The mark pulses in time with him.
It takes maybe three minutes. It feels like three years. When the device lifts away, the whine fades, and there is a silence in the room that is also a completion.
"Open your eyes."
I do.
He's holding a mirror. Not a medical instrument, not a holo-display. An actual mirror, black-framed, small enough to hold in one hand. Old-fashioned in a way that feels deliberate. He wanted me to see this in glass, not light.
The woman in the mirror has my face. My eyes, bloodshot and wet. My mouth, bitten raw. My unwashed hair and my bare skin and my cheap black bra.
But her throat.
On the left side of her neck, from just below the ear tothe collarbone, a pattern glows. Bioluminescent blue-white, the same shade as the lines on his skin, the same steady pulse. It's beautiful. That's the worst part. It's not a brand: it's not ugly or brutal or crude. It's an intricate series of curves and lines that follow the architecture of my throat as if they were always meant to be there, as if my skin had been waiting for them.
The pattern pulses.
I feel it, a warmth, a hum, a low frequency that vibrates against my vocal cords. With each pulse, I feel him. Not his thoughts or words but his presence. A weight at the edge of my awareness, like a hand hovering over my skin without touching.
I look at the woman in the mirror and I don't recognize her.
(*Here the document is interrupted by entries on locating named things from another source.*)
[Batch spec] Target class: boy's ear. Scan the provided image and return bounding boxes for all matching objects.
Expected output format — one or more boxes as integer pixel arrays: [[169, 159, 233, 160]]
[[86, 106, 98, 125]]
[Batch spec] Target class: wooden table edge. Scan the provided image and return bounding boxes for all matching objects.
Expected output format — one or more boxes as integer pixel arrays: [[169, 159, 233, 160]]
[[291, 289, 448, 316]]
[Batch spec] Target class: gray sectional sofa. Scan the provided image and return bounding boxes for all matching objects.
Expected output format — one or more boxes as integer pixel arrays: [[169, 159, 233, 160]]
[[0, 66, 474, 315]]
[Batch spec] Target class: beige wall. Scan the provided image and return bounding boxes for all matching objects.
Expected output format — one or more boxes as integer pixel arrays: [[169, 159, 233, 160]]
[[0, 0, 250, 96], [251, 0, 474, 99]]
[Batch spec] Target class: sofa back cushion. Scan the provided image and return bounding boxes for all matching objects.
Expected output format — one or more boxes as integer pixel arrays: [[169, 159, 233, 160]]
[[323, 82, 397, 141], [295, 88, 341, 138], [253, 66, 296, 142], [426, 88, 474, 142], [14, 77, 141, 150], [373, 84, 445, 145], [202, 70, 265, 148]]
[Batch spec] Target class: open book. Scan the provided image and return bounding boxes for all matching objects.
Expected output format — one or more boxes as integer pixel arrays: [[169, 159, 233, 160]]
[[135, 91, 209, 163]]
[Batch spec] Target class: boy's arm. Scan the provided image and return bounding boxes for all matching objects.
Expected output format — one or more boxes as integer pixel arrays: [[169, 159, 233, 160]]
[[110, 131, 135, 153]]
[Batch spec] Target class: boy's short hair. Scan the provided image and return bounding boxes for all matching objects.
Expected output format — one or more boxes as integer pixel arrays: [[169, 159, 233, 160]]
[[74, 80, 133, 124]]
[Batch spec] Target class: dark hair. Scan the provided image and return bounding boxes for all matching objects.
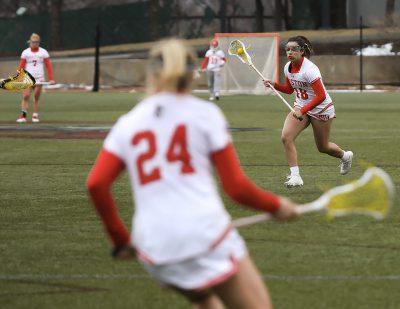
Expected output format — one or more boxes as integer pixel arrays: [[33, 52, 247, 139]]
[[288, 35, 314, 58]]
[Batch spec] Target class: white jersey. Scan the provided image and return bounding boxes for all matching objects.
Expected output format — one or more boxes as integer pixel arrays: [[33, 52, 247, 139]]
[[21, 47, 50, 81], [284, 58, 334, 114], [206, 49, 225, 72], [104, 93, 231, 265]]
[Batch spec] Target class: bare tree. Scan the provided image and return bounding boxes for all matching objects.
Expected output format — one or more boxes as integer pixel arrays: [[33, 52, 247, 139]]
[[149, 0, 160, 40], [50, 0, 63, 49], [385, 0, 395, 27], [283, 0, 292, 30], [274, 0, 284, 31], [219, 0, 228, 32], [255, 0, 264, 32]]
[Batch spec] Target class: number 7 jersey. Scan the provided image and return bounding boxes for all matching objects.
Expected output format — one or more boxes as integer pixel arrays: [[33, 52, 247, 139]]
[[283, 58, 334, 114], [104, 93, 231, 264]]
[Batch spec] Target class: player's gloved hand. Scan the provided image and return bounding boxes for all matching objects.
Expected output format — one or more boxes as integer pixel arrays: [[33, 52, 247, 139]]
[[111, 245, 136, 260], [263, 80, 272, 88], [273, 196, 299, 221], [292, 108, 303, 121]]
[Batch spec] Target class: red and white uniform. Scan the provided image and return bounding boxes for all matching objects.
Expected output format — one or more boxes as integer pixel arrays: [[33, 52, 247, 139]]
[[275, 58, 335, 121], [87, 93, 279, 289], [19, 47, 54, 83], [201, 48, 226, 72]]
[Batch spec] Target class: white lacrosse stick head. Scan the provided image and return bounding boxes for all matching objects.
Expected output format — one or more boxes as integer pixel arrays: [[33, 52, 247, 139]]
[[228, 40, 253, 65]]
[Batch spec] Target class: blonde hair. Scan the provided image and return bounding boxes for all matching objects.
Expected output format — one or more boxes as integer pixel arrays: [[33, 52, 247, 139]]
[[28, 33, 40, 43], [147, 39, 196, 93]]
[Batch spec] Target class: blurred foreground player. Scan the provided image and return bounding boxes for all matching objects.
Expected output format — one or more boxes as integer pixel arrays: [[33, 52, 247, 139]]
[[17, 33, 54, 123], [87, 39, 296, 308]]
I should be horrified. I am horrified. My stomach is a fist and my eyes are burning and every rational thought I own is cataloguing this as violation, as assault, as the physical manifestation of everything that has been taken from me.
But underneath the horror, in a place I will not examine, something else.
Something quiet and terrible that feels like:finally. Something decided and settled after three days of not knowing, of being shuttled and processed and held and moved and waiting, someone has drawn a line and put me on one side of it.
I am here. I belong to him. The mark says so. The mark will always say so.
I set the mirror facedown on the table.
He takes it back withoutcomment.
I keep waitingfor the push.
They give me clothes. Not another processing jumpsuit but real clothes, soft and dark, fitted in a way that suggests my measurements were taken during the medical exam. I dress in the same room where I was marked, and the new fabric against the mark on my throat feels like a second skin over a wound.
Astra returns to lead me through corridors that get wider and quieter the deeper we go into the station's core. The ceilings climb and the lighting shifts from medical white to something warmer, amber underlaid with the faintest blue. I see fewer people but better-armed ones. Art on the walls. Real art, not holo-projections. Paintings from Earth, I think. Old ones. worth more than some direlect stations I've seen.
Zane walks ahead of us. I watch the back of his neck where his own bioluminescence glows steady and calm, and I match its pulse against the one in my throat.
In sync.
Perfect rhythm.
People step aside for him. Not dramatically, not with bowed heads and shuffling feet. More natural than that. More insidious. They simply... adjust. A woman carrying a data-stack takes two steps left without looking up, clearing his path as if she'd always intended to walk that way. A guard at a junction point relaxes his stance, his hand drifting away from his weapon, his face easing into an expression of benign inattention. A man arguing into a comm unit lowers his voice, his tone smoothing from aggression to calm without missing a word of his conversation.
None of them seem to notice they're doing it.
I notice.
My pulse ticks higher and the mark on my throat flares in response, brighter for a heartbeat, and Zane's shoulders shift the smallest fraction. He felt that. My spike of fear. My recognition of what he is.
He doesn't turn around.
And the push doesn't come. That's what breaks me open more than the mark, more than the mirror, more than the cold table and the careful hands. I am waiting for the moment he reaches into my chest and rearranges what he finds there. I am bracing for the violation of my own want, the theft of my fear, the moment I stop feeling what I feel and start feeling what he decides.